Today’s global LNG prices simply aren’t workable for the Alaska LNG Project, but they don’t have to be, Black and Veatch consulting director Deepa Poduval said.
On its current schedule, the Alaska LNG Project won’t be in production for another 10 years and hopes are to keep the pipeline full of gas for another 25 years at minimum after that.
“You’re looking at a 50-year time horizon and you can’t make that decision based on a five-year forecast in prices,” Poduval said.
Realistically, there isn’t a specific price that makes the project feasible from the state’s perspective, according to Poduval. The state’s benefit will not only come from the sale of its gas, but also from corporate income taxes and property tax revenue, among other sources.
The Revenue Department announced in September that the producers had agreed to pay $15.7 billion to the state and local governments in PILT, or payments in-lieu of taxes, relating to the Alaska LNG Project.
Those payments would be made over the operating life of the project.
As a result, the state’s requirement for gas revenue is almost certainly well below what the producers will need, Poduval said. And among the three, varying financial positions will undoubtedly leave them with different perspectives as to what is a favorable project and LNG market.
Among the biggest variables is the capital cost of the project. Current cost projections between $45 billion and $65 billion leave a capital swing of more than 40 percent. Next comes project financing.
“What you probably need is (an LNG) price basis that works for the least common denominator. In effect it represents a level where everyone is basically happy — some are fairly happy, others are quite happy, but at that point where everyone believes uniformly that the project can be economical,” Poduval said.
Even with a push in Japan and other markets to separate natural gas prices from oil, the fortunes of the Alaska LNG Project will still lie somewhat in the value of crude. Higher oil prices will improve the health of the producers’ financials, if nothing else.

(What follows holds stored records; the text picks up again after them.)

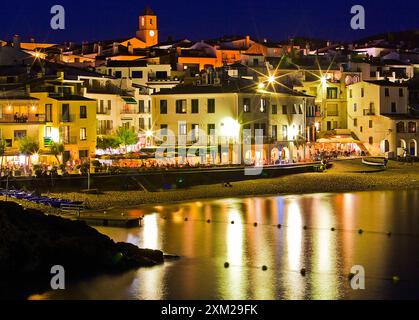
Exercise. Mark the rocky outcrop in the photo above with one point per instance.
(32, 242)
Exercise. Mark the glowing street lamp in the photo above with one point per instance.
(323, 81)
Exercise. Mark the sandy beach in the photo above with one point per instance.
(344, 176)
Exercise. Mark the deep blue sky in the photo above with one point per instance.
(274, 19)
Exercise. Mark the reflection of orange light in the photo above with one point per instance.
(135, 213)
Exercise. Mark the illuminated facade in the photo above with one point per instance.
(378, 115)
(192, 112)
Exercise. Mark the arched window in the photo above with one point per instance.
(386, 146)
(400, 127)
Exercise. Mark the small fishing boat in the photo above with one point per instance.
(375, 162)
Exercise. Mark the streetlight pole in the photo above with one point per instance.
(305, 127)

“I would think somewhere in the $70 (per barrel of oil) threshold would be important for our project,” Poduval said. “It probably needs to be higher than that to be confident for everyone and it will depend on the different pieces coming together.”

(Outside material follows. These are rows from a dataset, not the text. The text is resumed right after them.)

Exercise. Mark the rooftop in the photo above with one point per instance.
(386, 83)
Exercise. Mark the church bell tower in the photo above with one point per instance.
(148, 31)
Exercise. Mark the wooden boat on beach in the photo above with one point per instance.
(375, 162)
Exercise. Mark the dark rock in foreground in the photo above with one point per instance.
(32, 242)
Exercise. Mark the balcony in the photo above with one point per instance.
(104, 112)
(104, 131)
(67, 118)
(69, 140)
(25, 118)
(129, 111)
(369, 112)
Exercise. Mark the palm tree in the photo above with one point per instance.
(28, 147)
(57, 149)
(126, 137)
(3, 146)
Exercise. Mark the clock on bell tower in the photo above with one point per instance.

The producers will not be too worried with the LNG market and how it impacts the Alaska LNG Project for several years, according to statements from ExxonMobil and ConocoPhillips. Purchase and sales agreements will be negotiated during the front-end engineering and design, or FEED, process, which should begin late next year and continue for several years, based on the current project timeline.
ExxonMobil spokeswoman Kim Jordan wrote in a statement that the company expects LNG imports to Asia Pacific countries to grow by 60 percent by 2025, which could well position the Alaska LNG Project.
BP’s Bilbao said China, which hasn’t historically been an LNG player, will continue to grow its demand.
He also said that the current market gives the Alaska project partners an opportunity to drive down capital costs and continue to improve the project’s financials.
The fact that three of the world’s largest, reliable oil and gas producers are partnering with the State of Alaska is a major benefit to the project and can’t be ignored by potential customers looking for national energy security through LNG contracts, according to Bilbao.
When looking for buyers, LNG marketers want to “brand” their projects, he said, and Alaska LNG has credibility through its participants.
“You want buyers in the market looking to transact with your project,” Bilbao said.